Senators Call on FDA to Restrict E-Cigarette Sales and Marketing to Children
Five U.S. senators are calling on the Food and Drug Administration to restrict the sale, distribution and marketing of e-cigarettes and other nicotine products to children and young adults.
“Unlike traditional tobacco products, e-cigarettes can be legally sold to children and are not subject to age verification laws,” the senators wrote. “E-cigarettes marketed to appeal to kids in candy and fruit flavors, like bubblegum and strawberry, are readily available to youth in shopping malls and online. These products risk addicting children to nicotine, which could be a pathway to cigarettes and other tobacco products.”

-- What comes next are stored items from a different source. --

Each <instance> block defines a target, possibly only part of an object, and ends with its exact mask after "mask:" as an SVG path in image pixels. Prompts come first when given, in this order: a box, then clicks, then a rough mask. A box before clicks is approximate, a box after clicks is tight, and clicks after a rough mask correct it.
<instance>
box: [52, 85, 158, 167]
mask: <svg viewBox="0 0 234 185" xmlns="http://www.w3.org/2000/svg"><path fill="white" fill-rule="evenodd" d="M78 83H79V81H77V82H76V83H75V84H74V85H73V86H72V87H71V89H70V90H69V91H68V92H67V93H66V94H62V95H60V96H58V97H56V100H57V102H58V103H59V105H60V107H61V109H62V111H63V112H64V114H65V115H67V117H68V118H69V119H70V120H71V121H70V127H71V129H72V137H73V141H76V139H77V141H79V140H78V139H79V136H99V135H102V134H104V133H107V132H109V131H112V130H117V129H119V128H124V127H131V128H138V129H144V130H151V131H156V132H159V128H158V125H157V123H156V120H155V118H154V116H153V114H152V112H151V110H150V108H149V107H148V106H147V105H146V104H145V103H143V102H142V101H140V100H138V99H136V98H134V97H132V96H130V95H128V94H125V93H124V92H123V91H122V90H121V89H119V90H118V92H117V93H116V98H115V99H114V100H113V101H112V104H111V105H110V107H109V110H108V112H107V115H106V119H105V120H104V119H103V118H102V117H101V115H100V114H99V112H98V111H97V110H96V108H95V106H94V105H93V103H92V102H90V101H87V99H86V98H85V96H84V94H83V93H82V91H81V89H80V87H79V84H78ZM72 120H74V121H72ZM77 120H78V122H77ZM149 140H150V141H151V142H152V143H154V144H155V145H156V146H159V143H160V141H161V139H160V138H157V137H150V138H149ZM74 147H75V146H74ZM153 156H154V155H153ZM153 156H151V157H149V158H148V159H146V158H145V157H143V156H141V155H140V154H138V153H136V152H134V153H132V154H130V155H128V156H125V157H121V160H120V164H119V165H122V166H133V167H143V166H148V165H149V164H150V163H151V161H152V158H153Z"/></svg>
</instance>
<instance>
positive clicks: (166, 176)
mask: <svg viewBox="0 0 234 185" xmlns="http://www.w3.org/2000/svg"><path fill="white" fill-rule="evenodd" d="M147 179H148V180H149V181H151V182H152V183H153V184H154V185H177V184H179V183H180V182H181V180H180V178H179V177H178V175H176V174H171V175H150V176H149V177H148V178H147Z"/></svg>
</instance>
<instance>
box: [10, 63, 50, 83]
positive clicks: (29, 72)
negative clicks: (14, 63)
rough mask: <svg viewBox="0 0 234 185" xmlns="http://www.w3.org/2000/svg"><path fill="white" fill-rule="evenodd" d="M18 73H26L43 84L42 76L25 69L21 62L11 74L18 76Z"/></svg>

The letter was signed by Dick Durbin of Illinois, Frank Lautenberg of New Jersey, Richard Blumenthal of Connecticut, Sherrod Brown of Ohio and Jack Reed of Rhode Island, CSPnet.com reports.
The senators called e-cigarettes a possible pathway to traditional cigarettes and other tobacco products. They noted that while the number of adults in the United States who have tried e-cigarettes has doubled since 2010, and limited research has raised consumer safety concerns, the products are not required to be evaluated or approved by the FDA.
E-cigarettes are designed to deliver nicotine in the form of a vapor, which is inhaled by the user. They usually have a rechargeable, battery-operated heating element, a replaceable cartridge with nicotine or other chemicals and a device called an atomizer that converts the contents of the cartridge into a vapor when heated. E-cigarettes often are made to look like regular cigarettes.